Sunday, 21 May 2017

Repairing leaky Exped Synmat UL7

After 2 wild camps and with a slow sinking feeling I had to come to the conclusion that my sleep mat definitely appeared to be leaking. However, being the engineering sort that I am (read cheap here), I prefer (where possible) to repair things rather than just replace them. A quick Google revealed quite a few descriptions and guides all over the internet (including an Exped one) but I thought that I’d document my own real life go at it to prove that if I can do it, anyone can.

Materials required...

1, leaking sleep mat.

2, A bath or if in the hills a lochside, lochan or even a large puddle would do.

3, A way of marking the hole or puncture.

4, Some seam grip or textile glue (usually supplied with the mat).

5, Gloves or a lollipop stick/spatula.

6, Talcum powder.

First I ran a bath about 2/3rds full so that I could get the mat submerged, taking care to remove all sharp objects (like Louise’s tweezers) as we don’t want to be making any more holes in the mat. Next I inflated the mat until it was quite firm and then starting at one end, submerged part of it under the water, taking my time to visually inspect it, looking for bubbles and listening carefully for any hissing. As the hole may be very small the bubbles might be very slow so make sure to check both sides of the mat. A good tip here is to wipe a bubble away while it is still under water and watch to see if it reappears.

When I got to the foot end of the mat on the bottom side I found a small but steady stream of bubbles near the corner. I made sure to check the rest of the mat just in case there was more than one puncture. Once I found the puncture I marked it using a biro so that I could locate it again later.

Once the puncture was identified I deflated the mat slightly so that there wasn’t really any internal pressure but enough air to keep both sides of the mat apart. I then dried off the mat with a towel and also used Louise’s hair dryer around the puncture itself as I was pressed for time and wanted to be sure that it was thoroughly dry before using any glue/adhesive. Be careful if doing this and definitely don’t use the heat setting as I suspect you could damage the bonding on the interior and potentially de-laminate the mat.
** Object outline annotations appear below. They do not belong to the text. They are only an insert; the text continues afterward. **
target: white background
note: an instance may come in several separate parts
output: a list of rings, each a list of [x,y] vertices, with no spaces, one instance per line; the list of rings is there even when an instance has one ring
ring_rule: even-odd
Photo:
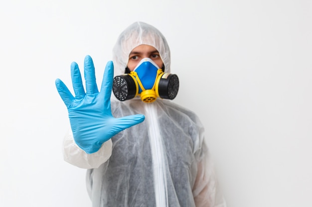
[[[1,1],[0,206],[91,206],[85,170],[62,159],[54,81],[71,89],[71,63],[90,55],[100,83],[138,20],[167,39],[174,101],[205,125],[228,207],[312,206],[312,2]]]

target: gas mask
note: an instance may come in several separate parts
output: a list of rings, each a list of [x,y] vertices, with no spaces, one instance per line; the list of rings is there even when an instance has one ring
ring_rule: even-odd
[[[115,76],[113,82],[114,94],[122,101],[138,95],[145,103],[153,102],[157,97],[172,100],[178,89],[177,76],[164,72],[147,58],[142,59],[130,73]]]

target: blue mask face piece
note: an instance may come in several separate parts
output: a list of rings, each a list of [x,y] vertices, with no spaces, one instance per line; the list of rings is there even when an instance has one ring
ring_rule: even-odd
[[[156,80],[158,67],[151,59],[144,58],[138,64],[134,71],[138,73],[139,78],[145,90],[151,89]],[[144,90],[139,86],[139,93]]]

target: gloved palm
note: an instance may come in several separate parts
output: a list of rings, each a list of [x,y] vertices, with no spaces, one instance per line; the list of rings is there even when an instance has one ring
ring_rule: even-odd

Wearing gloves I then applied a large pea sized blob of the Exped textile glue supplied with my mat but any textile glue would do. Exped themselves even state that Mcnett’s Seam Grip is also perfectly fine to use. The gloves probably aren’t 100% necessary as a small brush or spatula (lollipop stick) would work fine I imagine. I had the gloves at my disposal though and decided to just use my gloved finger. I quickly massaged the glue into the fabric ensuring that the puncture was well covered and that had covered the area of about a 50 pence piece with the pinhole in the centre. As per the Exped instructions I then left the glue to “go off” for about 10 minutes before applying the next coat.

While I was waiting I made sure to screw the cap back on the tube of glue and ensure the air had been pushed out. After about 10 minutes I checked that the glue was tack free and then applied a second coat, this time applying the glue to an area just a little wider in diameter than the first time. After another 10 minutes it got a third and final coat. I then left the mat alone for a few hours to let the glue really dry before giving it a dusting of talcum powder to try and prevent it sticking to itself when packed or stored with the added bonus that my mat should now smell quite pleasant.

I then gave the mat a few more pumps so that it was firm enough to hold its own shape and stand up against the wardrobe (away from any heat sources, direct sunlight etc) where I could leave it so that the glue could properly cure overnight. Exped say that maximum bonding strength is achieved after 8 hours. My mat has now been standing up against the wardrobe lightly inflated since Thursday afternoon (3 days ago) and still appears to be just as firm. I’ve not slept on it yet to properly test but will report back after my next wild camp.